Panda Express eyes growth outside of the food court Panda Express is the latest food company to change its business model in an effort to increase revenue and drive profitability.

The ubiquitous fast food restaurant is a staple in malls across the U.S., but company officials are spearheading a plan to overhaul food offerings in a bid to compete against large competitors such as McDonald's, which has unveiled a line of healthy options as a means of attracting more customers.

NPR reports that the Panda Express is not only seeking to change its menu offerings, but also to move the locations of its outlets. The company is working to entice Americans who are increasingly concerned about their health, and executives at the firm said that opening stand-alone restaurants would help them tap into an entirely new demographic.

Still, shifting a company's established business model is no easy feat, and analysts said Panda Express had its work cut out for it as it augments menu items and opens new stores. The fast food player will need to implement cost reduction measures to keep profits from falling during its investment into new stores, for example, and it may have to work with procurement consultants to assist in the strategic sourcing of new fruits and vegetables.

Panda Express first opened its doors in the U.S. 28 years ago, and its popularity has rapidly increased since then. The company is one of the fastest growing chains in the nation, according to the news provider, though executives are not comfortable to simply rest on their laurels amid mounting competition from big-name players in the restaurant space.

"Before, I just gave customers a big chunk of meat," Panda Express head chef Andy Kao said in an interview. "Now I need to make sure [the] nutrition's good."

The company's path away from processed foods and toward fresh ingredients first began in 2007, when it introduced a campaign to serve 20 different kinds of vegetables all chopped in-house each day. The company is endeavoring to change its public perception from that of a fast food chain to an upscale dining experience. In effect, Panda Express executives are hoping to shift into the so-called "fast casual" space, next to the likes of Chipotle and Panera.

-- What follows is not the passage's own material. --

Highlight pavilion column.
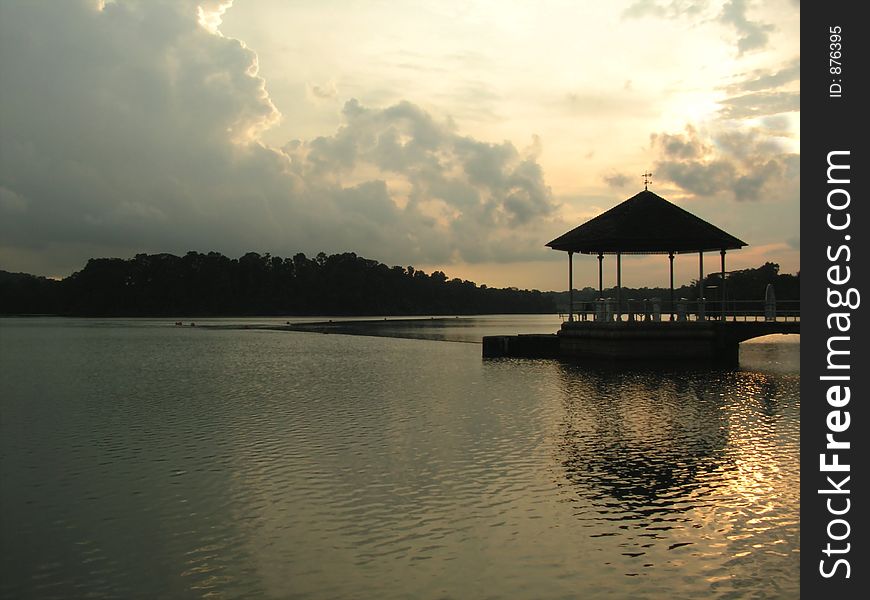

While the U.S. restaurant sector has experienced sluggish growth in the wake of the recession, fast casual eateries have witnessed their revenue climb as consumers increasingly flock to them. The niche market, however, is exceedingly difficult to break into, as brands must craft an identity that is both ethnically authentic and affordable. Some companies working to break into the market have kept costs down through business cost reduction campaigns and rehashing contract supplier negotiations.

Experts contend that the key to succeeding within the space is offering delicious food that customers will not be able to purchase elsewhere. That is why Panda Express executives said the company is poised to succeed, as its orange chicken entrée is one of the most popular items on its menu. Last year, the restaurant chain sold 60 million pounds of it, according to Panda Express product manager Patricia Lui.

"Sweet and sharp and salty," she said, referring to the orange chicken. "You don't want any flavor to stand out. You want it to be balanced."

The company is also testing a number of other potential new menu items as it courts growth amid what economists say could be a sustained U.S. economic recovery. While the path may be crowded, Panda Express is confident it can successfully break into the niche of the restaurant industry.